The older view of revivals, stemming from the First Great Awakening, was that revivals are acts of God. The preacher is to present the wrath of God and then call people to turn to Christ, who offers us the way of salvation. In the life of the church in 17th century Puritan New England, Congregationalism had came up with an emphasis on conversion experiences as being part of the experience of salvation. Believers ought to have a genuine feeling of horror over their sins, followed by an experience of joy and gladness over God's grace over them. Only those with such conversion experiences were to be regarded as being saved. [In other words, even if a person professes faith in Jesus Christ, is orthodox in his beliefs and strives to live a godly life, that person is not a Christian as long as he does not possess the required "conversion experience."] The Halfway covenant advocated by some Congregationalist pastors like Solomon Stoddard (Jonathan Edwards' grandfather) became necessary only because many covenant children did not have such conversion experiences and thus were not regarded as church members despite their faith in Christ and adherence to orthodoxy, and thus the question was raised as to whether their own children (2nd generation) should be baptized as infants since the 1st generation children were not members of the churches they were brought up in. The halfway covenant, which allowed for baptism and participation in the life of the church of the 2nd generation children of 1st generation children who did not receive a conversion experience, was a bad solution to a problem created by bad theology, in this case the idea that every believer ought to have a conversion experience.

This theology of the "conversion experience" carried over into American religious life in the 18th century through the New Side Presbyterians and New Light Congregationalists. In fact, it can be said to provide a major impetus for the First Great Awakening in America. But when coupled with Calvinism, the revival teaching calls people to repentance and faith as a conversion experience, and since God is sovereign, no time limits can be placed for the onset of the conversion experience.

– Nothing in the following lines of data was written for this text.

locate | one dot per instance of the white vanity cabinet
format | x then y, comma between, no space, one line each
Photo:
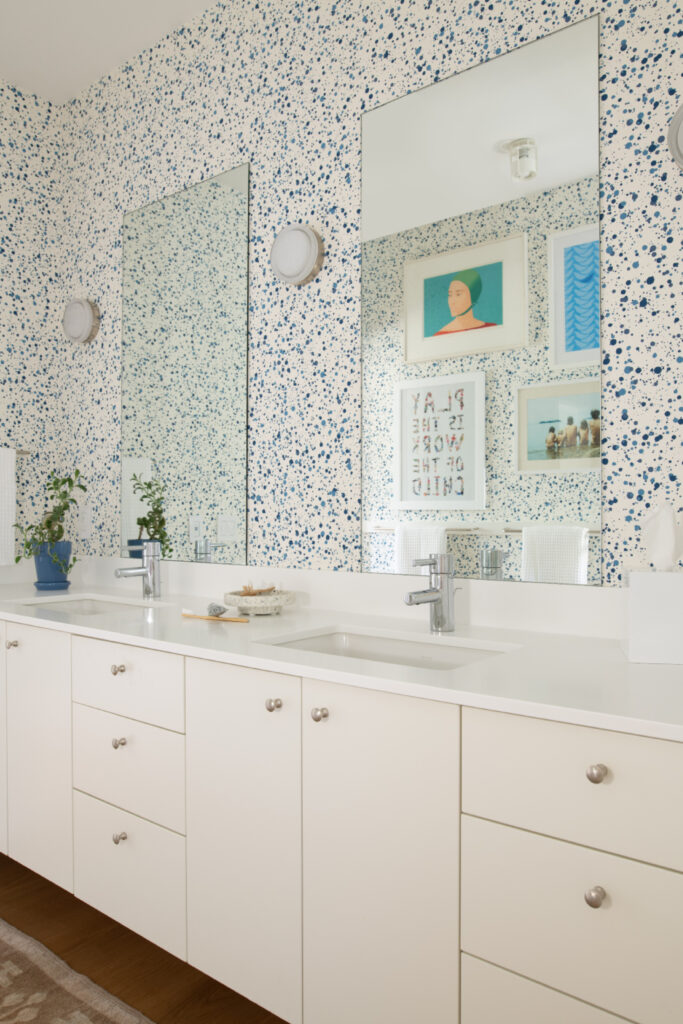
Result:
129,787
3,741
244,832
380,856
569,882
39,752
303,842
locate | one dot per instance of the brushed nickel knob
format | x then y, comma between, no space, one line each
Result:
595,897
597,773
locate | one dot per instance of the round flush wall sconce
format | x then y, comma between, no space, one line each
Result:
523,159
81,321
296,256
675,136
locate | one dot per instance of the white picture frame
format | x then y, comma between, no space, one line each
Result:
498,305
440,442
574,300
561,398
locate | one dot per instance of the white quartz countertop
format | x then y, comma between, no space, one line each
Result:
586,681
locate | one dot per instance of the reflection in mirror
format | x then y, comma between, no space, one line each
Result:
183,454
480,318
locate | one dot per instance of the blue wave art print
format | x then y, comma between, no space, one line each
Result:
582,297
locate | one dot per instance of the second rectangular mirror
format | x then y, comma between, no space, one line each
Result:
480,318
184,372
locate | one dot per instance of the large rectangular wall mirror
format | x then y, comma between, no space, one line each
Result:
184,371
480,318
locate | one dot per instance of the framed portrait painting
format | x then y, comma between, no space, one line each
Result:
574,297
439,442
467,301
558,427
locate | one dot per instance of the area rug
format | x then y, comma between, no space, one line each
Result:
36,985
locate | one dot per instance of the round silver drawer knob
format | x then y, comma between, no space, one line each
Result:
597,773
595,897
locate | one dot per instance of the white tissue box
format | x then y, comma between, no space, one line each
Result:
654,617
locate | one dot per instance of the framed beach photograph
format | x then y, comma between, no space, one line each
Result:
439,442
558,427
574,297
466,301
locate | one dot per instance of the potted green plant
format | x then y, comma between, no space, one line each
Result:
154,522
44,542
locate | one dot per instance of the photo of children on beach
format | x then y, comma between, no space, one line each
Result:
559,424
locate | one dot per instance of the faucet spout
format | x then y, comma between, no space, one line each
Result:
439,595
423,596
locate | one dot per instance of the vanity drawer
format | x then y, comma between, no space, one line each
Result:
140,881
145,774
148,685
491,994
531,774
523,908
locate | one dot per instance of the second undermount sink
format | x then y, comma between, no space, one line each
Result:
91,605
438,654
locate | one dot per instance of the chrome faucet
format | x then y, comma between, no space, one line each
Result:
440,596
150,571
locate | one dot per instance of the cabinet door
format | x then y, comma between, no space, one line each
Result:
244,832
39,765
381,798
3,742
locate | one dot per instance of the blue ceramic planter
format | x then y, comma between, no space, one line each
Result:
50,577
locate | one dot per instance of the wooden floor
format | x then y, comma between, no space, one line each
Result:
165,989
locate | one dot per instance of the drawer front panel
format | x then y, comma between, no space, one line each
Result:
531,774
140,882
144,775
523,908
491,994
151,687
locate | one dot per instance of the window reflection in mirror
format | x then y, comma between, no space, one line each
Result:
480,262
183,456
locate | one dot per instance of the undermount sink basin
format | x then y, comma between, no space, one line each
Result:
438,654
86,604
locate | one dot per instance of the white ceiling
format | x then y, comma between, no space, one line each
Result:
56,48
434,154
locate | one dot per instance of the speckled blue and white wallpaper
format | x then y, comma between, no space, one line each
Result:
512,498
282,84
184,357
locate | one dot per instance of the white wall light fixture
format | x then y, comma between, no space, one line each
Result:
523,159
81,321
296,256
675,136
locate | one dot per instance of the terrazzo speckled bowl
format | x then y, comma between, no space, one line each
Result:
259,604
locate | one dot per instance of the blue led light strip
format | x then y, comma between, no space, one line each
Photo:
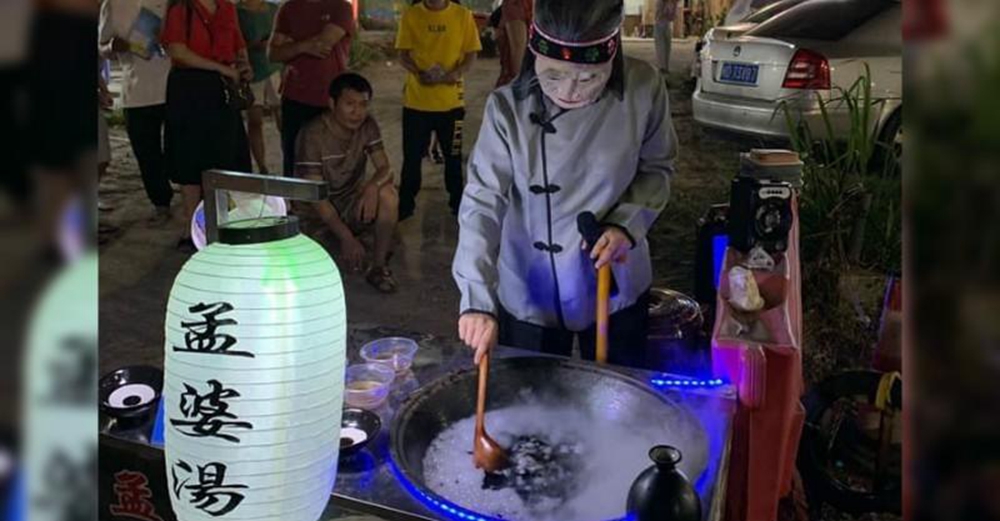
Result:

It is therefore correct when historians assert that Finney rejects "the notion that sinners should continue under conviction of sin." But one should notice that this notion comes about because of the emphasis on the conversion experience, which as God's sovereign activity cannot be timed. This particular piece of bad theology from New England Puritanism was not rejected by Finney but instead modified. The key error concerning the necessity of the conversion experience is kept. Finney merely replaced Calvinism with Pelagianism, therefore allowing him to shift the focus to Man's ability to decide for God, immediately. Also, since revivals are created by the mere use of the proper means, therefore all manners of appealing to the emotions to create revival are to be used. Thus, revivalism is birthed, a man-centered theory for creating converts which has created all manner of trouble in the churches

Evangelical histories in general are in error concerning Charles Finney. At the same time, we should understand that there was indeed a problem in the churches of that time, that of the necessity of a conversion experience for salvation, the more vivid they are the better. Wrong diagnostics by Evangelical hagiographers should not lead us into blaming Finney for things he is not guilty of. Finney has enough to answer for for his heresies, but we do not need to make him the devil incarnate even as we reject him and his heresies.